As a thesis student, she interviewed local residents about their healthcare practices and knowledge of common diseases, using a survey that she created based on a national tool developed by the Pew Hispanic Center.
“It’s an exemplary thesis,” Mitchell said, pleased with the outcome of linking the majors. “She combined two very different majors in an innovative way.”
He thought the project might lean more toward the sciences; however, her interviews and much of her work was in Spanish.
“It’s a bit of a challenge for all Spanish majors who write their theses in English and then have to present it in Spanish,” he said, complimenting her efforts in doing this.
Mitchell recommended Adorati’s thesis for inclusion in the College’s Lamar Memorial Library’s select collection of Senior Studies, and Gibson agreed.
“Fiorina has been a great student, very interested in her studies,” Mitchell said. “The fact that this was an exemplary thesis didn’t surprise me in the least. She’ll go far.”
Gibson said Adorati demonstrated a strong work ethic and excellence in the way she approached her project. This type of study has not been done on a local level, and it provided new information about immigrant healthcare, she added.
“It exemplified the work ethic of a student taking ownership in his or her project,” Gibson said. “It also included a message for this community that could help immigrants get better health care if the language barrier was addressed.”
For her research, she interviewed 56 parishioners of Our Lady of Fatima Catholic Church in Alcoa, which provided the interviewees with a comfortable and familiar environment.
“It was easier for them to open up about their health status,” Adorati said. “I enjoyed doing it there because they felt safe.”
The questions addressed topics including knowledge of medical conditions such as diabetes and heart disease, vaccinations, medications, medical insurance and language barriers. Adorati said she was surprised by a couple of outcomes. Ninety-five percent of the participants wanted to be interviewed in Spanish. After looking at her data, she discovered that 94 percent of them didn’t have health insurance, and they did need a translator for a doctor’s visit.
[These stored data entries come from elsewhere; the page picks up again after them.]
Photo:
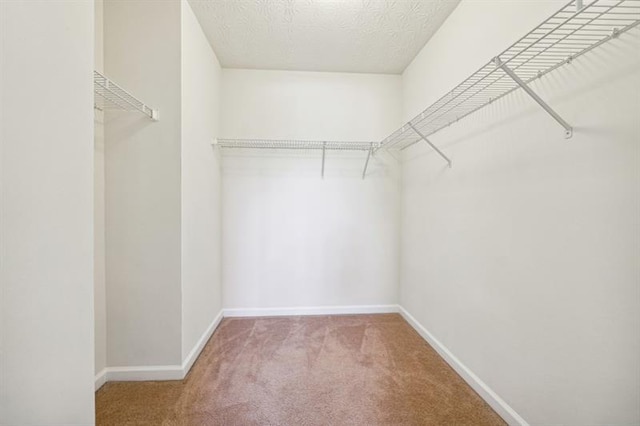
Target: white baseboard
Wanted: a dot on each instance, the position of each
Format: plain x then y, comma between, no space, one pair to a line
144,373
195,352
311,310
100,378
498,404
158,372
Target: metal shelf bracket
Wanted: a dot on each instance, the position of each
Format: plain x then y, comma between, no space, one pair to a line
324,149
366,163
431,144
568,130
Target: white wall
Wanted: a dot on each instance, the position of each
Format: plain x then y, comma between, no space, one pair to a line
46,204
523,258
290,238
99,275
142,174
201,184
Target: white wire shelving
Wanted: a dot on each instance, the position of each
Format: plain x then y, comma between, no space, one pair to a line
110,96
572,31
306,145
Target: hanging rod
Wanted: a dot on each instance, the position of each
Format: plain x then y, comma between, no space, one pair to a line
569,33
110,96
323,146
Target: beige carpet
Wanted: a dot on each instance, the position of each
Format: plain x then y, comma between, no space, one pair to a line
324,370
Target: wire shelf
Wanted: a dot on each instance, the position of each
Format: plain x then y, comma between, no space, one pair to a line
110,96
295,144
321,146
572,31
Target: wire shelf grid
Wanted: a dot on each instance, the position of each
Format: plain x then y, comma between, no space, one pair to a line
110,96
295,144
572,31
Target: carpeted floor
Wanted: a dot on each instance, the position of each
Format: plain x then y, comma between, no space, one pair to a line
324,370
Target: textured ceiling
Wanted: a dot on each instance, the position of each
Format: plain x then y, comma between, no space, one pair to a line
371,36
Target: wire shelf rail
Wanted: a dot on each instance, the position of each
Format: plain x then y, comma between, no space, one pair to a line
569,33
110,96
306,145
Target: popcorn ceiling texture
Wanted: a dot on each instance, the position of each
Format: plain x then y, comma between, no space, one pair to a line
368,36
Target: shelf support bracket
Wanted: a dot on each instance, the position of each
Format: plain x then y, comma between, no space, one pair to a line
430,144
324,148
366,163
568,130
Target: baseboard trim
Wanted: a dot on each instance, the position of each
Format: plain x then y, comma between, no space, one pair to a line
311,310
498,404
158,372
195,352
100,378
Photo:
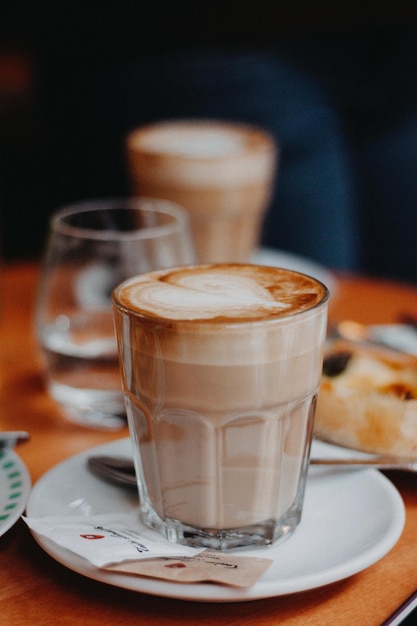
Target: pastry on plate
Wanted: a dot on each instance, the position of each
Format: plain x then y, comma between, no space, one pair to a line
368,399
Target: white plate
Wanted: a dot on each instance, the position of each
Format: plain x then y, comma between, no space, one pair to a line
351,519
14,489
279,258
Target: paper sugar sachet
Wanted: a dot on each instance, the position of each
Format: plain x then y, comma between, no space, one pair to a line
117,543
108,538
216,567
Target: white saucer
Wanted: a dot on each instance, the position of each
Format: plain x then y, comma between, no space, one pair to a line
351,519
15,486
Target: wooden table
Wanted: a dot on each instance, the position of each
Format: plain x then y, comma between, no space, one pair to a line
34,589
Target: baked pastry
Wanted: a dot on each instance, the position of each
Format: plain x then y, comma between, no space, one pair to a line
368,399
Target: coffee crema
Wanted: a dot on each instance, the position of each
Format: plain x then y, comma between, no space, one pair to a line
224,291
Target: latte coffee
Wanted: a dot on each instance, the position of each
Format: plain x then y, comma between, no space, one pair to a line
221,365
221,173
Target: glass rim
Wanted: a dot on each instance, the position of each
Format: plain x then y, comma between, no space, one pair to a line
238,323
179,221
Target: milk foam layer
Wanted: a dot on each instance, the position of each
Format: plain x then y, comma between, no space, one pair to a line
201,154
226,292
197,142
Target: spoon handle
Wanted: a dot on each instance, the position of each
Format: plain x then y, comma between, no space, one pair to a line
12,438
382,461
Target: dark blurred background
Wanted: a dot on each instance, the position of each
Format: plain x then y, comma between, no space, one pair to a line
335,82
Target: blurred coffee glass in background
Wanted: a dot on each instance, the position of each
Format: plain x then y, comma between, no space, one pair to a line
221,172
92,247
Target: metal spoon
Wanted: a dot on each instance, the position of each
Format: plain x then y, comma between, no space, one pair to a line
10,439
121,471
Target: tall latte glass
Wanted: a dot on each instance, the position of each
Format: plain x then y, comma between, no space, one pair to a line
221,366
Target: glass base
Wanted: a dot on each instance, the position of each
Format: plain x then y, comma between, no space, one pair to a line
261,534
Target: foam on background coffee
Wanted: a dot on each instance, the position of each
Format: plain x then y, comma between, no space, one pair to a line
221,386
221,172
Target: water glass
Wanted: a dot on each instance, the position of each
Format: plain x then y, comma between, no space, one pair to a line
93,246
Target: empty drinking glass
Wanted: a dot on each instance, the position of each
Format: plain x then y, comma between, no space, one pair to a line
93,246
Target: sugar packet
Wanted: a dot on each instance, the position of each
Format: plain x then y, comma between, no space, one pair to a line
107,538
119,543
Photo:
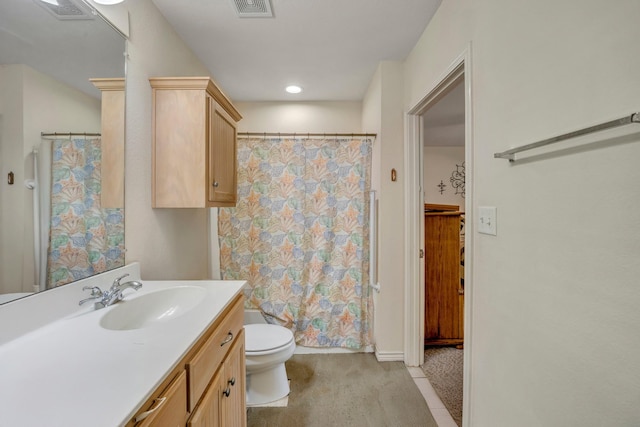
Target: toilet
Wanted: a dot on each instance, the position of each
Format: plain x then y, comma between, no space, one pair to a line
267,347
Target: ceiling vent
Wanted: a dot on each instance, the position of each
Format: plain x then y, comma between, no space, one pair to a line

Her research showed that participants who didn’t need an interpreter during a medical appointment were more likely to have health insurance while the reverse was true for those who did need one. Additionally, those requiring a translator were more likely to access their medical care through health departments or free clinics.
“As a result, it can be assumed that language can often be a barrier to obtaining the highest quality care and the ability to obtain medical insurance,” she reported in her thesis.
The study points to a local need for trained translators at medical facilities and gives insight into how Hispanics access healthcare in East Tennessee, Adorati said in her concluding remarks. She also said more research in this area is needed.